I was looking for a source that suggested changing lock_passwd to lock_password, but
I couldn’t find any documentation, but I did find some code that looked like it might work.
Try “lock_password”.
■ Source Code
/root/rpmbuild/SOURCES/cloud-init-24.4/cloudinit/distros/__init__.py
"__init__.py" 1792L, 66714B 1,1 Top
password_key = "passwd"
# Only "plain_text_passwd" and "hashed_passwd"
# are valid for an existing user.
LOG.warning(
"'passwd' in user-data is ignored for existing "
"user %s",
name,
)
# As no password is specified for the existing user in user-data
# Then check if the existing user's hashed password value is
# empty (whether locked or not).
has_existing_password = not (
self._shadow_file_has_empty_user_password(name)
)
else:
if "passwd" in kwargs:
ud_password_specified = True
password_key = "passwd"
if not kwargs["passwd"]:
ud_blank_password_specified = True
# Default locking down the account. 'lock_passwd' defaults to True.
# Lock account unless lock_password is False in which case unlock
# account as long as a password (blank or otherwise) was specified.
if kwargs.get("lock_passwd", True):
self.lock_passwd(name)
elif has_existing_password or ud_password_specified:
# 'lock_passwd: False' and either existing account already with
# non-blank password or else existing/new account with password
# explicitly set in user-data.
if ud_blank_password_specified:
LOG.debug(
"Allowing unlocking empty password for %s based on empty"
" '%s' in user-data",
name, password_key,
)
# Unlock the existing/new account
self.unlock_passwd(name)
elif pre_existing_user:
# Pre-existing user with no existing password and none
# explicitly set in user-data.
LOG.warning(
"Not unlocking blank password for existing user %s."
" 'lock_passwd: false' present in user-data but no existing"
"password set and no 'plain_text_passwd'/'hashed_passwd'"
"provided in user-data",
name,
)
else:
# No password (whether blank or otherwise) explicitly set
LOG.warning(
"Not unlocking password for user %s. 'lock_passwd: false'"
" present in user-data but no 'passwd'/'plain_text_passwd'/"
"'hashed_passwd' provided in user-data",
name,
)
Sorry, by fail I mean doesn’t run the config at all.

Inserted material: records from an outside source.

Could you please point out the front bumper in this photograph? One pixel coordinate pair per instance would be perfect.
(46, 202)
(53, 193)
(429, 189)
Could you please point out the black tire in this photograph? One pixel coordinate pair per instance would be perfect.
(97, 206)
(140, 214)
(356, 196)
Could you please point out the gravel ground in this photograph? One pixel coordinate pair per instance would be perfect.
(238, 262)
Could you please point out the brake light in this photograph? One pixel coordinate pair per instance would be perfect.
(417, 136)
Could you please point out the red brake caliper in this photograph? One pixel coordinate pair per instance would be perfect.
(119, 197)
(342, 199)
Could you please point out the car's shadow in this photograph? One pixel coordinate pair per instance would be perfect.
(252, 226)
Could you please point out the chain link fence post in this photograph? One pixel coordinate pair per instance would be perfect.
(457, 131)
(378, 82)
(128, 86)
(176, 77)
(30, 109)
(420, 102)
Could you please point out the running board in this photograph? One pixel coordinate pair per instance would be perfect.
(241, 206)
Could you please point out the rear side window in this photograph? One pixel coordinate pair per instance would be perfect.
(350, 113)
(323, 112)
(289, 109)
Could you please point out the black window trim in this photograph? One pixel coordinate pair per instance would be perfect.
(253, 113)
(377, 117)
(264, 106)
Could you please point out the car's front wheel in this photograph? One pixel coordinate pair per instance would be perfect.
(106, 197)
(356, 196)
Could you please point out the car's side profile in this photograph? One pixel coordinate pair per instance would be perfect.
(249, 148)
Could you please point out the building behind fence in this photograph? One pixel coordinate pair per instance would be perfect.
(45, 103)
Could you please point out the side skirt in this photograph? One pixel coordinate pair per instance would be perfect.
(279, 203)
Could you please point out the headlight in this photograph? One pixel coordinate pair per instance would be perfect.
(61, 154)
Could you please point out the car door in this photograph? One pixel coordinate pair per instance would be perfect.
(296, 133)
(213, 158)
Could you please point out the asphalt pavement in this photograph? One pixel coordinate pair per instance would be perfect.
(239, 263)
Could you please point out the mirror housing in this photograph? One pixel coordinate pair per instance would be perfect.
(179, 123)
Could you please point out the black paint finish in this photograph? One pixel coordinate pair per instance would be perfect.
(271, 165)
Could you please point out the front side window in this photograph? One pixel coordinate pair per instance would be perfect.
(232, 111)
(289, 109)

The user doesn’t get created as far as I can tell. The SSH keys aren’t usable. Its pretty hard to debug what is going on when you can’t log in at all though.
Maybe this is due to some interaction with a dhcp client change in v10 vs v9. I honestly haven’t looked to see how v10 does dhcp vs v9, but my first thought is maybe it moved away from dhcpcd/dhclient and to systemd or NetworkManager’s newer equivalent which maybe doesn’t pass this data through.
I forced my cloudstack instance to use ConfigDrive instead, and the config now works. Since my cloudstack instance is new, this is fine, but its not really going to work for existing instances.
I can tell from the cloud-init logs after switching to ConfigDrive that there is mention of the “CloudStack” provider being attempted, so it is clearly enabled in cloud-init, just can’t get the data from dhcp it looks like.
Does not use “lock_password” anywhere in it. (The comment does not count.)
Thank you for pointing this out. Thanks to you, the cause has become clear.
It seems my initial predictions and investigations were incorrect.
Ultimately, I had been proceeding with the investigation based on the assumption that AlmaLinux 10’s cloud-init intentionally ignores plain_text_passwd by design, and that using hashed_passwd would resolve the issue.